Salbei: Der Frauenfreund

Ob als Tee, Gewürz oder Aufguss: Salbei ist vielseitig verwendbar und kuriert eine Vielzahl von Beschwerden. Egal, ob Sie unter Schweißausbrüchen leiden oder unter Menstruationsbeschwerden – an dem Kraut kommen Sie nicht vorbei

Warum stirbt denn überhaupt ein Mensch, dem Salbei im Garten gedeiht? Dieser Spruch aus dem Mittelalter belegt, welch hohe Heilkraft man diesem Kraut zugeschrieben hat. So ist denn auch der lateinische Name „salvia officinalis“ wahrscheinlich von „salvus“ (gesund) abgeleitet. Gesundheitsfördernde Wirkung hat allerdings nur der wilde Salbei und nicht die Zierpflanze, die man im Gartencenter kaufen kann. Beide Sorten blühen von Mai bis Juni, wobei die Blätter vorher geerntet werden. Sie enthalten zahlreiche gesundheitsfördernde Substanzen wie ätherische Öle, Gerbstoffe, Flavonoide und den Bitterstoff Salvin.

Schweißhemmend

Bekannt ist Salbei heute vor allem für seine schweißhemmende Wirkung, und zwar innerlich wie äußerlich. So helfen Fußbäder mit einem Zusatz des Krauts gegen Fußschweiß, während das Einnehmen der Tinktur unangenehme Schweißausbrüche verhindert, zum Beispiel in den Wechseljahren. Auch gegen andere Beschwerden des weiblichen Klimakteriums kann Salbei helfen.
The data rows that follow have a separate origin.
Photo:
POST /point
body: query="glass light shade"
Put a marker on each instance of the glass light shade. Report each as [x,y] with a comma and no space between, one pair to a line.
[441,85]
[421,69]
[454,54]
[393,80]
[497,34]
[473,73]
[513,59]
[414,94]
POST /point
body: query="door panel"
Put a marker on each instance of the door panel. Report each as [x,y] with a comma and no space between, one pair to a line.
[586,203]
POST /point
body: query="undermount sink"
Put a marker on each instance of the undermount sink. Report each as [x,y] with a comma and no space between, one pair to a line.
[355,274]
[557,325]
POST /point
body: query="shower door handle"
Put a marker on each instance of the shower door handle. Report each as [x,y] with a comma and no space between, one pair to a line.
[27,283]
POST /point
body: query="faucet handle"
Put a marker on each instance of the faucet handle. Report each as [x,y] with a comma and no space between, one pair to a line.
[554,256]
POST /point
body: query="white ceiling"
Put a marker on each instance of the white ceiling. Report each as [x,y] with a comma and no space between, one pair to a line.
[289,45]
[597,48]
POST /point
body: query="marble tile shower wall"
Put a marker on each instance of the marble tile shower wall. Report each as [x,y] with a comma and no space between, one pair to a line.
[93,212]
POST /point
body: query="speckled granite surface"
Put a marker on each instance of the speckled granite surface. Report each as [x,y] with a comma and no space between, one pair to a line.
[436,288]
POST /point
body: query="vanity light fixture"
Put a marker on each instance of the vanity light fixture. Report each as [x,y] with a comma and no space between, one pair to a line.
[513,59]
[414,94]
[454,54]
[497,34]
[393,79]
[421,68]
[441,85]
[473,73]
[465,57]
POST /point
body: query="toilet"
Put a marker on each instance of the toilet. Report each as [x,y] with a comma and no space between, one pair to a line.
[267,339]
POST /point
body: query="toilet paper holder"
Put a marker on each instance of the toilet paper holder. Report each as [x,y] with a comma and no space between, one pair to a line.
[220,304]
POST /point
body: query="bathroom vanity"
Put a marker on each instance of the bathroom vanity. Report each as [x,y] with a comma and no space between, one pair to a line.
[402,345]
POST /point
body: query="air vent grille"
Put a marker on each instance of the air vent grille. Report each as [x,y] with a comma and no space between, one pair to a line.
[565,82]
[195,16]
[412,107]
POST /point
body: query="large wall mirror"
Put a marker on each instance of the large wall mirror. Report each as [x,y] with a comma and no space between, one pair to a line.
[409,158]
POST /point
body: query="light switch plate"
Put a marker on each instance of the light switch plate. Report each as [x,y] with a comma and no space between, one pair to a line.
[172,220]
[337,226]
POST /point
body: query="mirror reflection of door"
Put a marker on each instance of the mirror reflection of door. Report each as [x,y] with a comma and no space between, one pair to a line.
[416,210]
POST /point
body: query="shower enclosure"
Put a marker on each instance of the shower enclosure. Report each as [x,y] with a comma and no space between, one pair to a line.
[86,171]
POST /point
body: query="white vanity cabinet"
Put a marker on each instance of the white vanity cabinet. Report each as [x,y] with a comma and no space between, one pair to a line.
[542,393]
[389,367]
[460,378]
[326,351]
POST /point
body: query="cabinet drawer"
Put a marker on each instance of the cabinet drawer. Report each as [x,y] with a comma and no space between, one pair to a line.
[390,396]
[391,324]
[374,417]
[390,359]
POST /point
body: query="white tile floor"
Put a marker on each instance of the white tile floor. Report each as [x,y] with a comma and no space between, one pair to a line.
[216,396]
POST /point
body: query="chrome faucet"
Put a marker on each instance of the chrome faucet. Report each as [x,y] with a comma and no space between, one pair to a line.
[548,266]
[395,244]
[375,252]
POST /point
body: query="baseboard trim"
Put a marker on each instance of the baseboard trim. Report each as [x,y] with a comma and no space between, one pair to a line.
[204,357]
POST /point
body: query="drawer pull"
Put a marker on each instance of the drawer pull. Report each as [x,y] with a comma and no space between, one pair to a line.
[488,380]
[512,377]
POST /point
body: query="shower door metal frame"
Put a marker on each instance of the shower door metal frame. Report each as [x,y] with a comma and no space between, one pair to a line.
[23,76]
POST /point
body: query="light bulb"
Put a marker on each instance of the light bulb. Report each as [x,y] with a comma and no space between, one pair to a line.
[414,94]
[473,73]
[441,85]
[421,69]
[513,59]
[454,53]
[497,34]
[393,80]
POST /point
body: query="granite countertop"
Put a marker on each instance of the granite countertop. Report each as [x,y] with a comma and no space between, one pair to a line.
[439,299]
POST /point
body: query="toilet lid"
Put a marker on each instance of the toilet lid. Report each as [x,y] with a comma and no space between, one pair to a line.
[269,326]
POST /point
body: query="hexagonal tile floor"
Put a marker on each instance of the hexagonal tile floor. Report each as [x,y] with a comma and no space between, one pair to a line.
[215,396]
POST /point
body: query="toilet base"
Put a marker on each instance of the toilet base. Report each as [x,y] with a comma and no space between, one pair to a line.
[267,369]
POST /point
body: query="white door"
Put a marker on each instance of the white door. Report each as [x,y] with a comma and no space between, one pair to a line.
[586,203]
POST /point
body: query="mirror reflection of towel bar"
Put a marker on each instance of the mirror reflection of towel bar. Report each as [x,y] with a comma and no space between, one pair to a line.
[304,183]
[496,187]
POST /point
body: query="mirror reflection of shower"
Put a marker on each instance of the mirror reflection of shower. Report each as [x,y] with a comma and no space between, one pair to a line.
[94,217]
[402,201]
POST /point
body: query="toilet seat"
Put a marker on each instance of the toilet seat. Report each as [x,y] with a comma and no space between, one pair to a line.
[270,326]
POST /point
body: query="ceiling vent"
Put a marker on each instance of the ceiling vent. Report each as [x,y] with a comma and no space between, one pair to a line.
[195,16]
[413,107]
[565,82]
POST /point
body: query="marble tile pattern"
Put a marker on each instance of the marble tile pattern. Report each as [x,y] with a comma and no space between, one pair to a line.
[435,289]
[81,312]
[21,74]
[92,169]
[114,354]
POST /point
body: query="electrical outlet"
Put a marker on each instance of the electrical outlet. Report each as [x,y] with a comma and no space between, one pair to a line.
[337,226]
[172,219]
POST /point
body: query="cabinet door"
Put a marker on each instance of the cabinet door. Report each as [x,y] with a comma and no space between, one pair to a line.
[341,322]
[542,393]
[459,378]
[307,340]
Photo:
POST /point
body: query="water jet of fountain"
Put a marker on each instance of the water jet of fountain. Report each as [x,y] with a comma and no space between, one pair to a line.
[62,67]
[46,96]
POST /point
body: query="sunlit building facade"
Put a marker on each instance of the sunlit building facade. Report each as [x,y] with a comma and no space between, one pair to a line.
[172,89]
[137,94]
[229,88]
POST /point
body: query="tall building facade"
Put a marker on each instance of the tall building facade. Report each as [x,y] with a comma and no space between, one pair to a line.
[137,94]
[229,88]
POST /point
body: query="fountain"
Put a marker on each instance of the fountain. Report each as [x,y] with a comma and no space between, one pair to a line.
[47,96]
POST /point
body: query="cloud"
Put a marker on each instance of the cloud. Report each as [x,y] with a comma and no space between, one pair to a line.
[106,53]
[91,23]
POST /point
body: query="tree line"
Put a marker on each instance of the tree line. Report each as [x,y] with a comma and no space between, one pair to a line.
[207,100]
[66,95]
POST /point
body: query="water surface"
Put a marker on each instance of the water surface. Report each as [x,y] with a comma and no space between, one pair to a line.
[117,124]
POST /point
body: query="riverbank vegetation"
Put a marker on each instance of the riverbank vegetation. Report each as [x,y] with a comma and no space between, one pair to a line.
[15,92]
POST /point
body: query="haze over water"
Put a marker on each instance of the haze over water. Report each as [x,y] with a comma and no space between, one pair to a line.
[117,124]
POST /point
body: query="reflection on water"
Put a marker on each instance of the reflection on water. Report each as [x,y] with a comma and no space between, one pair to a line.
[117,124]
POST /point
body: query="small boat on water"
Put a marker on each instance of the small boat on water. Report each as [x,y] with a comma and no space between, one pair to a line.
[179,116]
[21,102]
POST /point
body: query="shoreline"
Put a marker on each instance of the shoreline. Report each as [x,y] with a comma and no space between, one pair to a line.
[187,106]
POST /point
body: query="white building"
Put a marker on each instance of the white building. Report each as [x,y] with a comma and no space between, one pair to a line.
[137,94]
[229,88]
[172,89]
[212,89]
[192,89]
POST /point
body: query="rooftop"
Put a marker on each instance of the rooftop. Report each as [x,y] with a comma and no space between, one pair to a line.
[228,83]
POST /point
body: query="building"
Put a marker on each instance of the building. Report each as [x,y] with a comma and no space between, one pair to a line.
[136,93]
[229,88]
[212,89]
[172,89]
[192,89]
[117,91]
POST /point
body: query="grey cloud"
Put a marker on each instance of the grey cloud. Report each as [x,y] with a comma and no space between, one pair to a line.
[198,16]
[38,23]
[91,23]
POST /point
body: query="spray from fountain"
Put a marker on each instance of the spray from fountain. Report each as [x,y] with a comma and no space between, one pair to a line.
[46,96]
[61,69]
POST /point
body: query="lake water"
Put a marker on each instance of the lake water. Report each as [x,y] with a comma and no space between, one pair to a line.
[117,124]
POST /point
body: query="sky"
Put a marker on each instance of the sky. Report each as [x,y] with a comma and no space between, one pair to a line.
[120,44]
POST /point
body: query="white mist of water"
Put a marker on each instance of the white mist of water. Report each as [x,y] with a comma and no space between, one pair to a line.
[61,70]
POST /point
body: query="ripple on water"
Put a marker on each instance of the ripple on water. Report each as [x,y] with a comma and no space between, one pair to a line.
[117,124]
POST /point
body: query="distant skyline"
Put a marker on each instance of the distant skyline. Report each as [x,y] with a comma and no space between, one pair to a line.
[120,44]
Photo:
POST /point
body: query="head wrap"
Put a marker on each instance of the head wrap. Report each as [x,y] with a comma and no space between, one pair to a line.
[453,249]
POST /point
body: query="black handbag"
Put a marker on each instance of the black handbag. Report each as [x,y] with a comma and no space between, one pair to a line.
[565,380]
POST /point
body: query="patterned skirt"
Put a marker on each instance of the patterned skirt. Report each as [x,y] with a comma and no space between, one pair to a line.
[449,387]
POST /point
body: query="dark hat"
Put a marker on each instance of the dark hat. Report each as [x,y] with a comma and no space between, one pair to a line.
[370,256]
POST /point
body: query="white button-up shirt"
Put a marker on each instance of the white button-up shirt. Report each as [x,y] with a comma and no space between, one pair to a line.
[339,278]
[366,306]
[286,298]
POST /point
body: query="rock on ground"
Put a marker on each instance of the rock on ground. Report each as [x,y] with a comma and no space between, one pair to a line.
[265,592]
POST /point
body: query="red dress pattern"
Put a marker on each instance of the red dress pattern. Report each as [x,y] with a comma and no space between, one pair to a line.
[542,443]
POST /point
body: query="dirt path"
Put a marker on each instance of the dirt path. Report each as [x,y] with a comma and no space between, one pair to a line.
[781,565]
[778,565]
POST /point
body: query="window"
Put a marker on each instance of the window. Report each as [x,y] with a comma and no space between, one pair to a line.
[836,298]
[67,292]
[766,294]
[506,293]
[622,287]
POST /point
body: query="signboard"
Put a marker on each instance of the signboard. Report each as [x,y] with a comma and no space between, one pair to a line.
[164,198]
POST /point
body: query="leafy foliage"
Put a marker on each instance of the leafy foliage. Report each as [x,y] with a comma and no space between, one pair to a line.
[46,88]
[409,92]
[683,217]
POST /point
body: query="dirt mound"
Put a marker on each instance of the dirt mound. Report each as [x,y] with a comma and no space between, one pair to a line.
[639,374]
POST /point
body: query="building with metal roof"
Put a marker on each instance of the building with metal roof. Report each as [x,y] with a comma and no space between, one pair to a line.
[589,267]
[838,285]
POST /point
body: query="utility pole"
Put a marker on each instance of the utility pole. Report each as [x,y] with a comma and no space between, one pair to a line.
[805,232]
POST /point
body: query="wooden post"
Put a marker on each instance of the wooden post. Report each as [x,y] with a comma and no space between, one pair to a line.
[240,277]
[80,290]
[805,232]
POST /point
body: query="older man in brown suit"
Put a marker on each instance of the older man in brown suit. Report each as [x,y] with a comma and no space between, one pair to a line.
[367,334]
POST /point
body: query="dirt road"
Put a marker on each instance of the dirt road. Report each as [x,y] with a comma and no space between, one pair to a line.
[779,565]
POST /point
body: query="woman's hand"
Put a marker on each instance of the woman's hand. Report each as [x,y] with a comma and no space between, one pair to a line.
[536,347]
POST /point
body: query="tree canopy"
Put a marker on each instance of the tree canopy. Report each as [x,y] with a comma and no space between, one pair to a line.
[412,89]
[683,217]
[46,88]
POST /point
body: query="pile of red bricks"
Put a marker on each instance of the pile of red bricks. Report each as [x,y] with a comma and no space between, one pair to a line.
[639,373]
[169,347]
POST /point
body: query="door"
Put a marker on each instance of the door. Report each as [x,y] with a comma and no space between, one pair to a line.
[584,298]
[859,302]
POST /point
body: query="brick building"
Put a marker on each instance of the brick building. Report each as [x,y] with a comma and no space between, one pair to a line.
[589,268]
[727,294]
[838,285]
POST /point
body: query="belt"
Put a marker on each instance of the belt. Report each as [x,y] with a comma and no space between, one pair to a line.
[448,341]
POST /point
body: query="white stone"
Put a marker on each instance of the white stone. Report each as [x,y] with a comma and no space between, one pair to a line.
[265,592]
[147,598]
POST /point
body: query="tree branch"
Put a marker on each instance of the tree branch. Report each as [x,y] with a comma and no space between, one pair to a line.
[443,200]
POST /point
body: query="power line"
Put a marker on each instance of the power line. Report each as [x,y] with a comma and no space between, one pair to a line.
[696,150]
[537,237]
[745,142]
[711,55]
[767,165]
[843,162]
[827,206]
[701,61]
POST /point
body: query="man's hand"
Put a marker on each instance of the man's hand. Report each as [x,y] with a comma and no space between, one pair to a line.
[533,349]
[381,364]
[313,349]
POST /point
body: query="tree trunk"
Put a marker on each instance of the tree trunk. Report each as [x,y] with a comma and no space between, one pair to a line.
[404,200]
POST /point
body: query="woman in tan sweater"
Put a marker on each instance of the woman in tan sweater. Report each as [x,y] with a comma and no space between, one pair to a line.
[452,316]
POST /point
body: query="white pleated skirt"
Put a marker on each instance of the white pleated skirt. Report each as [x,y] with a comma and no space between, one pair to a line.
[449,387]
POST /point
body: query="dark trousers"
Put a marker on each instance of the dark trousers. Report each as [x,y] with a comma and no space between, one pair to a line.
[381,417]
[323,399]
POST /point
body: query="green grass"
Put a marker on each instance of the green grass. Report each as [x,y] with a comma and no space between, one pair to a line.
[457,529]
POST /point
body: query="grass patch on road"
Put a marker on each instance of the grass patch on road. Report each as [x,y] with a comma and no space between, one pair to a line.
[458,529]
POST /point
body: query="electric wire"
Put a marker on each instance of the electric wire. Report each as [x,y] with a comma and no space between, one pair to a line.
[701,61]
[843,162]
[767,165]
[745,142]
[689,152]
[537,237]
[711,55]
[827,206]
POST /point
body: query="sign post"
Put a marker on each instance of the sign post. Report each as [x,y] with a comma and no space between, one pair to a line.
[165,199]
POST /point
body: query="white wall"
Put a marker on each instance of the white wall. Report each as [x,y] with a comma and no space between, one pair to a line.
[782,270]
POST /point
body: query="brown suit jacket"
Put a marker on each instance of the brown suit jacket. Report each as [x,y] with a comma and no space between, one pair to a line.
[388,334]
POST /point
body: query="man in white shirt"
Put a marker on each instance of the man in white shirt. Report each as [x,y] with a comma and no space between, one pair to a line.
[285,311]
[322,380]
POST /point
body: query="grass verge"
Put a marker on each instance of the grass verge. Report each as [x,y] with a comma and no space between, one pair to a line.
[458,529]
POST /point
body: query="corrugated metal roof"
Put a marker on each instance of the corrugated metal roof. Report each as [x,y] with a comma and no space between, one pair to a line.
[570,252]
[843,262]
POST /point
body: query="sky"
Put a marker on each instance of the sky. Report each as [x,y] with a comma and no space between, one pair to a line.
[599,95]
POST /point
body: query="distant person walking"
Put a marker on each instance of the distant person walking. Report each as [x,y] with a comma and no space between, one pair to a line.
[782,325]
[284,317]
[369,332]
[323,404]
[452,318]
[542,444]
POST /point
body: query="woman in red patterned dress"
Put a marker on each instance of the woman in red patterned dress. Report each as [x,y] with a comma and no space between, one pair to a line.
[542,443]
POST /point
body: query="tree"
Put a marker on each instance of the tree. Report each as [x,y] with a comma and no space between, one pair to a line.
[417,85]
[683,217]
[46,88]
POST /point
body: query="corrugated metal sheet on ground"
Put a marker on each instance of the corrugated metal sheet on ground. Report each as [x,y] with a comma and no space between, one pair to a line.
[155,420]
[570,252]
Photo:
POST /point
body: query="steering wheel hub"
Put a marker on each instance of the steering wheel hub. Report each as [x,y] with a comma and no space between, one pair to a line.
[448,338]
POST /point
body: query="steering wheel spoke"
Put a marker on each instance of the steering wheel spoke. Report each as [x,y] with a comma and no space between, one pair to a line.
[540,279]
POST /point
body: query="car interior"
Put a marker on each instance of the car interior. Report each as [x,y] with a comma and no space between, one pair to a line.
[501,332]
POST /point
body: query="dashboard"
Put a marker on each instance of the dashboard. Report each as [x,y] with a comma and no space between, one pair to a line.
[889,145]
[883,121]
Überhaupt war die Heilpflanze früher so etwas wie ein „Frauenkraut". Sie galt kurioserweise sowohl als Mittel zur Empfängnisverhütung wie auch als Therapeutikum bei Unfruchtbarkeit. Tatsächlich soll Salbei einen östrogenen Wirkstoff enthalten. Daher empfehlen manche Heilpraktiker einen Absud aus dem Kraut zur Regulierung des Monatszyklus. Bekannt ist außerdem, dass Salbei die Muttermilch zum Versiegen bringt. Deshalb müssen Schwangere und stillende Mütter Produkte der Pflanze unbedingt meiden.

Tee als Antibiotikum

Interessant ist auch die antibiotische Wirkung von Salbei, die dem Salvin zugeschrieben wird. Nicht nur mit Tinkturen, sondern auch mit dem Tee können Sie Bakterien bekämpfen. Dieser Aufguss wirkt gleichzeitig harntreibend. Sebastian Kneipp empfahl Salbeitee bei Gicht, Rheuma und Fettsucht. Damit nicht genug, wirken Salbeispülungen gegen Entzündungen im Mund- und Rachenraum sowie bei grippalen Infekten. Bei Zahnfleischbluten können Sie es mit dem Kauen frischer Blätter versuchen.

Doch nicht nur heilende Kräfte wurden der Pflanze früher zugetraut. Salbei wurde zudem gern für allerlei Liebeszauber eingesetzt, vielleicht weil er nebenbei auch als Aphrodisiakum galt. Magische Wirkung erhofften sich unsere Vorfahren außerdem von dem Brauch, Salbeiblätter zu essen, auf die sie vorher Zaubersprüche gegen Krankheiten geschrieben hatten.